If you are about to divorce, you probably have a good idea of what your future relationship with your soon-to-be ex will be like. Some research suggests that as many as 59 to 65% of couples stay friends after divorcing. Whether you do or not, if you share children, you need to maintain some level of communication and cooperation.
Here are some tips if that might be difficult:
Accept the reality of your situation
You don’t have to like each other. You don’t have to spend much time together or speak to each other much. But you must maintain enough contact and cooperation to ensure your child is well looked after and has their needs met.
Put limits on your communication and contact
There is no point in agreeing to meet each other once a week for coffee to discuss how your child is doing if that leaves you feeling distressed or uncomfortable or if your soon-to-be ex uses it as an excuse to try and manipulate you. You could instead state that you want all communication to be by email only. You could also set up shared calendars, or use a parenting app to reduce the need for direct communication if it is difficult.
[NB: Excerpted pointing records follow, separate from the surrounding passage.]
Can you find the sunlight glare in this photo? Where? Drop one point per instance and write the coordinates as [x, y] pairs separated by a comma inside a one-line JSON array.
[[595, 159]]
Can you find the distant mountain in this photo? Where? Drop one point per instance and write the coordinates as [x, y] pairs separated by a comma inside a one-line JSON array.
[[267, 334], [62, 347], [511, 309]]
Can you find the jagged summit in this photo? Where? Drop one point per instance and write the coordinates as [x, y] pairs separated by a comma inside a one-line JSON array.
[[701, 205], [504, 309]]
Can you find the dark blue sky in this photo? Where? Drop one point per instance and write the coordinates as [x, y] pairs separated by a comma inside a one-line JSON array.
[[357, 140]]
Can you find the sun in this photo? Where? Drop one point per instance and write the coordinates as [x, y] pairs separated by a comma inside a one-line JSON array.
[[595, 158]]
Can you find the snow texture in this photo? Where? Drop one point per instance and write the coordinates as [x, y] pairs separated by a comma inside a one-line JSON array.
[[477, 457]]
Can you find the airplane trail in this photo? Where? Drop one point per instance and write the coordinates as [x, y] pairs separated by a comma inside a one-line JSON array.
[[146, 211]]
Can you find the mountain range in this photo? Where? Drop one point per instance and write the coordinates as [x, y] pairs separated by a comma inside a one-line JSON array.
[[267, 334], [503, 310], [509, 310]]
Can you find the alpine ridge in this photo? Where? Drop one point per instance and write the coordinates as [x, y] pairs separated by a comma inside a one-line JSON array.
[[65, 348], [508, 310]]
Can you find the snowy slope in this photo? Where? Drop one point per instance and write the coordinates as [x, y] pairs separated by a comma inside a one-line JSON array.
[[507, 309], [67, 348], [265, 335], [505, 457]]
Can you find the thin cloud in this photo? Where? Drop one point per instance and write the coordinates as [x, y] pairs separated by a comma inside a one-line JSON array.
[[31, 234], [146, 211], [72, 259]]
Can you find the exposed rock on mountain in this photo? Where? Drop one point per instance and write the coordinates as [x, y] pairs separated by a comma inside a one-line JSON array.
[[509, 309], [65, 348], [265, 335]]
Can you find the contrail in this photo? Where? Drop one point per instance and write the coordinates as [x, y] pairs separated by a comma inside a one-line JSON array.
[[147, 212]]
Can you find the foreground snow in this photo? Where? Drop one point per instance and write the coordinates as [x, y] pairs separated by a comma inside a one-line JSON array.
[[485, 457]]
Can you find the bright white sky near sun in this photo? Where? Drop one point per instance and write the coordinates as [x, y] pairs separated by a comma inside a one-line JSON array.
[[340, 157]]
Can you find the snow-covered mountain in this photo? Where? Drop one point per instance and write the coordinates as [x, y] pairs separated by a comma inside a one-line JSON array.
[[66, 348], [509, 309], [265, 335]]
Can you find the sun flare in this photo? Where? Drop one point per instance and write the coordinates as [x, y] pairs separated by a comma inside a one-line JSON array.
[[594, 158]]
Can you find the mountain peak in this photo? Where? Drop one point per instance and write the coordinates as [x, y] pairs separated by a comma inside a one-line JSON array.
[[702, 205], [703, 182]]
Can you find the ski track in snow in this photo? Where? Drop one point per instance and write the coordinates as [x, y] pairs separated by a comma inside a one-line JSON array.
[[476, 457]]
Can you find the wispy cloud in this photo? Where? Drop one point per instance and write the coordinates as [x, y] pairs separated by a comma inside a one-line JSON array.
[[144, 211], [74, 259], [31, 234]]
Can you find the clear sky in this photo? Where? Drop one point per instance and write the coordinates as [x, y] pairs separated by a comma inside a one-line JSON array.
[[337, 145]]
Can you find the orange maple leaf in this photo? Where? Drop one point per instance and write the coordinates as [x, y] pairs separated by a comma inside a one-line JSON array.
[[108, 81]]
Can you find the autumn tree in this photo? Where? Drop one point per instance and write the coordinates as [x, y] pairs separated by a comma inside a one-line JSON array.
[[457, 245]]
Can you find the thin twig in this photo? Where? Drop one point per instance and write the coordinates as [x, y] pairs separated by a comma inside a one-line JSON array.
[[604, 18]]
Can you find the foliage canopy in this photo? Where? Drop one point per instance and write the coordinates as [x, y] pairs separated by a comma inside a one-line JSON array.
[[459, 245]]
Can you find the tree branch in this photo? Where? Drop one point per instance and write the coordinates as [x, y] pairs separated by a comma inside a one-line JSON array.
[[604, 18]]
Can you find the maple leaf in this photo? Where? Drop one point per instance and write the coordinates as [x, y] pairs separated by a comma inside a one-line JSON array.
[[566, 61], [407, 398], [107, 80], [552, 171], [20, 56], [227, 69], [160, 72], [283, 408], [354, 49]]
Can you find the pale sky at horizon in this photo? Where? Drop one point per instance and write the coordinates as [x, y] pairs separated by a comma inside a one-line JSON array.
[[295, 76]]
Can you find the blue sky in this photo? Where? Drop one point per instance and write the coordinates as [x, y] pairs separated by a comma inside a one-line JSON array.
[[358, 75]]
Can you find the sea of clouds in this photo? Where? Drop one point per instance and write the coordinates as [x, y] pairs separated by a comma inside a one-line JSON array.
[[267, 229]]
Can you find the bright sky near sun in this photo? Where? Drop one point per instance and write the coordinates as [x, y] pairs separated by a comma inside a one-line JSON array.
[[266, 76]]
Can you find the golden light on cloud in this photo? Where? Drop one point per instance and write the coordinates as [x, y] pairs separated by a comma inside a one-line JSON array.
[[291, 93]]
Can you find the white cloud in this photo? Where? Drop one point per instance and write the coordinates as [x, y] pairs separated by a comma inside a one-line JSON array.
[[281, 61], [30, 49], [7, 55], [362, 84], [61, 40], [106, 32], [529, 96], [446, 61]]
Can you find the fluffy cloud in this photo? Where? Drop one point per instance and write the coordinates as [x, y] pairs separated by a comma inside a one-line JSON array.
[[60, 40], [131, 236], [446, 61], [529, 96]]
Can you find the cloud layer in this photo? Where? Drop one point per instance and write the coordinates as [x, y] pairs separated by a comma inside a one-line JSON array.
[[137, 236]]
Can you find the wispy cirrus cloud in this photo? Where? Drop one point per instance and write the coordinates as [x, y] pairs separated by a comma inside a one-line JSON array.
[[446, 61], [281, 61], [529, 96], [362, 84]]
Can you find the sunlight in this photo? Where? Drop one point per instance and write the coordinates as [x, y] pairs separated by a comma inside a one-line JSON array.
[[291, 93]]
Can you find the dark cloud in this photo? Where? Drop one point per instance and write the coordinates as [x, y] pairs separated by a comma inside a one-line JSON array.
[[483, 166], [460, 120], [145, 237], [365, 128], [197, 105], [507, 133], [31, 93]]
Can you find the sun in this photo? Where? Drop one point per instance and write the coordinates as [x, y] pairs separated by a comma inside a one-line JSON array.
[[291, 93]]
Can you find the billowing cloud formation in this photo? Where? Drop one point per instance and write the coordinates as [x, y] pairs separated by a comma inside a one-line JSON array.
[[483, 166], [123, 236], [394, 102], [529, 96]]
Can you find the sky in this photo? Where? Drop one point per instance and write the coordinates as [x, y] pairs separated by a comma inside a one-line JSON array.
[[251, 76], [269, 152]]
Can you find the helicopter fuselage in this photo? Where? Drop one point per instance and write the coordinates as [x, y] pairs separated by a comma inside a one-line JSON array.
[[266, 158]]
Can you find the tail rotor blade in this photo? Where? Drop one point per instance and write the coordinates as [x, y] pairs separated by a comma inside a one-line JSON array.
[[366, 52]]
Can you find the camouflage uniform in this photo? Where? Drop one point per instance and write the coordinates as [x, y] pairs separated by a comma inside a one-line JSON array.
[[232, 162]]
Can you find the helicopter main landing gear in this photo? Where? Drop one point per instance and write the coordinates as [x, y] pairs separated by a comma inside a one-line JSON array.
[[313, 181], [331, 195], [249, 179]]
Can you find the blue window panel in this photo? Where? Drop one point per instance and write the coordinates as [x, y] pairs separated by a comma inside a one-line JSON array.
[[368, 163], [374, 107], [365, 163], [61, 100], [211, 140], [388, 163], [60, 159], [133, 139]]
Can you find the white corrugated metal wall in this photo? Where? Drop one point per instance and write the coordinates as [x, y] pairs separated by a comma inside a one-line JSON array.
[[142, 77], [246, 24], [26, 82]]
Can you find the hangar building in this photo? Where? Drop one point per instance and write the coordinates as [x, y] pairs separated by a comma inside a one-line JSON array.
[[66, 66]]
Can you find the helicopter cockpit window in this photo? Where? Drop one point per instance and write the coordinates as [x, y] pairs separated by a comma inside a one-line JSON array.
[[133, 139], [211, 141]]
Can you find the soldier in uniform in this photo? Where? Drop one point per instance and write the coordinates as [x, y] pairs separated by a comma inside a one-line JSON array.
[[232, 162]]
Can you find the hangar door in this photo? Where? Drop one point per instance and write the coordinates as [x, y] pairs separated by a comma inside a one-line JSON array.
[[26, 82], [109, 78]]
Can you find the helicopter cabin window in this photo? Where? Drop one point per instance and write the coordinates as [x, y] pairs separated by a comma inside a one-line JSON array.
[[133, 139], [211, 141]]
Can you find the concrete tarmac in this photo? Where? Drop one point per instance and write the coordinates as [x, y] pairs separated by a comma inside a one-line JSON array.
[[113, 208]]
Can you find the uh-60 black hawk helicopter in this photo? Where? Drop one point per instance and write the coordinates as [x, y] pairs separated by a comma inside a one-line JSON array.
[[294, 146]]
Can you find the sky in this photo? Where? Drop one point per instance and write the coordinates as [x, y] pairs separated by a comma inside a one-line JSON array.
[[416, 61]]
You can also agree to keep communication to the topic you are comfortable with, even if that means refusing to discuss anything that is not to do with the children.
Be respectful
Your kids will feel uncomfortable if they see anyone treating one of their parents badly, including you. Make sure you treat your co-parent with the respect your children would expect of anyone, even if your ex is not treating you that way.
Getting help to set some terms for your parenting arrangements can increase the chance your co-parenting succeeds, to the benefit of you and your child.